Mehr Sicherheit im Straßenverkehr: „Hallo Auto“ im Bezirk unterwegs
BEZIRK VÖCKLABRUCK. Die Verkehrserzieher des ÖAMTC Oberösterreich sorgen in Vöcklabruck nach einer coronabedingt langen Auszeit wieder für mehr Sicherheit im Straßenverkehr.

Mit entsprechendem Hygienekonzept wurde das beliebte Verkehrssicherheitsprogramm „Hallo Auto“ an den ersten Schulen in Oberösterreich durchgeführt. Nun startet der Vollbetrieb.

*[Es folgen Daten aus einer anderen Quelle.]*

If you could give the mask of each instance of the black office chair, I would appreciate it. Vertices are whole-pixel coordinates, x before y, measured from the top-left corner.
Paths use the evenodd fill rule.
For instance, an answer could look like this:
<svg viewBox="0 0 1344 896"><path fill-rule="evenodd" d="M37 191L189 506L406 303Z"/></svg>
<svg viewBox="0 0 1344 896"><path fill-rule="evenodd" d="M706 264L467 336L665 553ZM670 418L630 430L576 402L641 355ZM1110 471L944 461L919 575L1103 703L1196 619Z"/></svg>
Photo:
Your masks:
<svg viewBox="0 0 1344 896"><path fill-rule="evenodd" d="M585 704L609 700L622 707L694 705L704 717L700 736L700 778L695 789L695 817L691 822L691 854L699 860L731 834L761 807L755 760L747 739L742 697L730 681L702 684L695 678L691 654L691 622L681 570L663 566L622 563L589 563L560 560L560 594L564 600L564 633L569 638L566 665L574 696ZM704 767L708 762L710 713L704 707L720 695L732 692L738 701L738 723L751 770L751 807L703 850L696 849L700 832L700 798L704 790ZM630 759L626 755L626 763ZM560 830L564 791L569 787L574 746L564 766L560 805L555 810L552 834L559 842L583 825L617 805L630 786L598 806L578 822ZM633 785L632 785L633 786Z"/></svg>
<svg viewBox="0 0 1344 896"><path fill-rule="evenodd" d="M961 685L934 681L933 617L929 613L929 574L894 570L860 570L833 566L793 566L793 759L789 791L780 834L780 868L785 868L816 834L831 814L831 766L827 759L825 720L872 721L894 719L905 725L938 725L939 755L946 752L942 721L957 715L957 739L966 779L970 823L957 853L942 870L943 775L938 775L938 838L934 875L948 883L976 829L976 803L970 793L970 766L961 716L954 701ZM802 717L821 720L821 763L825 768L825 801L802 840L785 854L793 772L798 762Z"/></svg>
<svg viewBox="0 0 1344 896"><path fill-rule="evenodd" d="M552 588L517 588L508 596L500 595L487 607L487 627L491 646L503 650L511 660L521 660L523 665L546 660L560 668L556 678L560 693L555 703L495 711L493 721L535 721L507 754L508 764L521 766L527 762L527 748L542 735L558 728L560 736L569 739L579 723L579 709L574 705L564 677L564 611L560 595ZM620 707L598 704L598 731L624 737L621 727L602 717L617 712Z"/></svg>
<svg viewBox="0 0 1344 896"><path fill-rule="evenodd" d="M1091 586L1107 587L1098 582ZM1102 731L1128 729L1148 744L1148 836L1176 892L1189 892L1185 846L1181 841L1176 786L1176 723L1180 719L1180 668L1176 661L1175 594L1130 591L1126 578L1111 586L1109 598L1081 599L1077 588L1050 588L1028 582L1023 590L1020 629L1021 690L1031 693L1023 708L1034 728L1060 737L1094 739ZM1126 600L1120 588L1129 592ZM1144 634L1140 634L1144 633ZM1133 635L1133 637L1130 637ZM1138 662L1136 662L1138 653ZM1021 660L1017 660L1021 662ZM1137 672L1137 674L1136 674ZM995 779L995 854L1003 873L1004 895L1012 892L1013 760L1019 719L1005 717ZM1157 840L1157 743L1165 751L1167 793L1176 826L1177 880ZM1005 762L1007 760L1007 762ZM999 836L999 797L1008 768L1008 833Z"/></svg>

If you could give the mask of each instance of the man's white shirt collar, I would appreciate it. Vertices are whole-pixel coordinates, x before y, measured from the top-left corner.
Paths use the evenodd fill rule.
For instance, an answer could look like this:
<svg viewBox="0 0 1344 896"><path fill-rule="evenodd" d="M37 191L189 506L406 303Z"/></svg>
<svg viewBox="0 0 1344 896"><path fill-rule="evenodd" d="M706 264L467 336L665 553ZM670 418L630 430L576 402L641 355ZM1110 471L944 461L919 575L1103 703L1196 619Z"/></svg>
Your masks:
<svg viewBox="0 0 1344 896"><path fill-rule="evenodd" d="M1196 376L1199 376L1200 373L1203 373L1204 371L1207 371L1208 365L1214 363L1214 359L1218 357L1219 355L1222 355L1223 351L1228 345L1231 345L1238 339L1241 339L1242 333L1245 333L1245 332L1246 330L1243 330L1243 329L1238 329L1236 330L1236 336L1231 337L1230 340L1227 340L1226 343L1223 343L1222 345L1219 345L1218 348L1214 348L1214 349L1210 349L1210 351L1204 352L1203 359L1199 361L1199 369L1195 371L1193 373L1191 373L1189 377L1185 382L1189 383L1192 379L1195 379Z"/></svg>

Risiken und Gefahren richtig einschätzen
Vergangene Woche war es so weit und an den ersten Volksschulen in Vöcklabruck konnte erstmals das Verkehrssicherheitsprogramm „Hallo Auto“, das von der AUVA unterstützt wird, durchgeführt werden: „“Hallo Auto“ wurde für acht- bis neunjährige Volksschüler entwickelt. Die Kinder laufen miteinander um die Wette und sollen dabei plötzlich stehen bleiben. Schon diese Übung zeigt, wie schwer das Bremsen ist. Später schätzen sie den Anhalteweg eines Autos bei Tempo 50 und müssen feststellen, wie leicht man sich dabei irren kann. Anschließend dürfen die Kinder selbst den Wagen zum Stehen bringen. Dazu wird ein Fahrzeug mit einer Doppelbremsanlage eingesetzt. Die Kinder sitzen neben dem Fahrer gesichert in einem Kindersitz und führen – völlig ohne Gefahr – unter Anleitung eine Vollbremsung durch. Diese Erfahrung soll dazu beitragen, dass sich die Kinder viel vorsichtiger im Straßenverkehr bewegen“, so Petra Riener, die Leiterin der ÖAMTC Verkehrssicherheit in Oberösterreich.
Hygienekonzept erstellt
Um alle Teilnehmer zu schützen, wurde selbstverständlich ein spezielles Hygienekonzept erstellt. Vorerst wird nur „Hallo Auto“ durchgeführt – die weiteren Verkehrssicherheitsprogramme können noch nicht angeboten werden.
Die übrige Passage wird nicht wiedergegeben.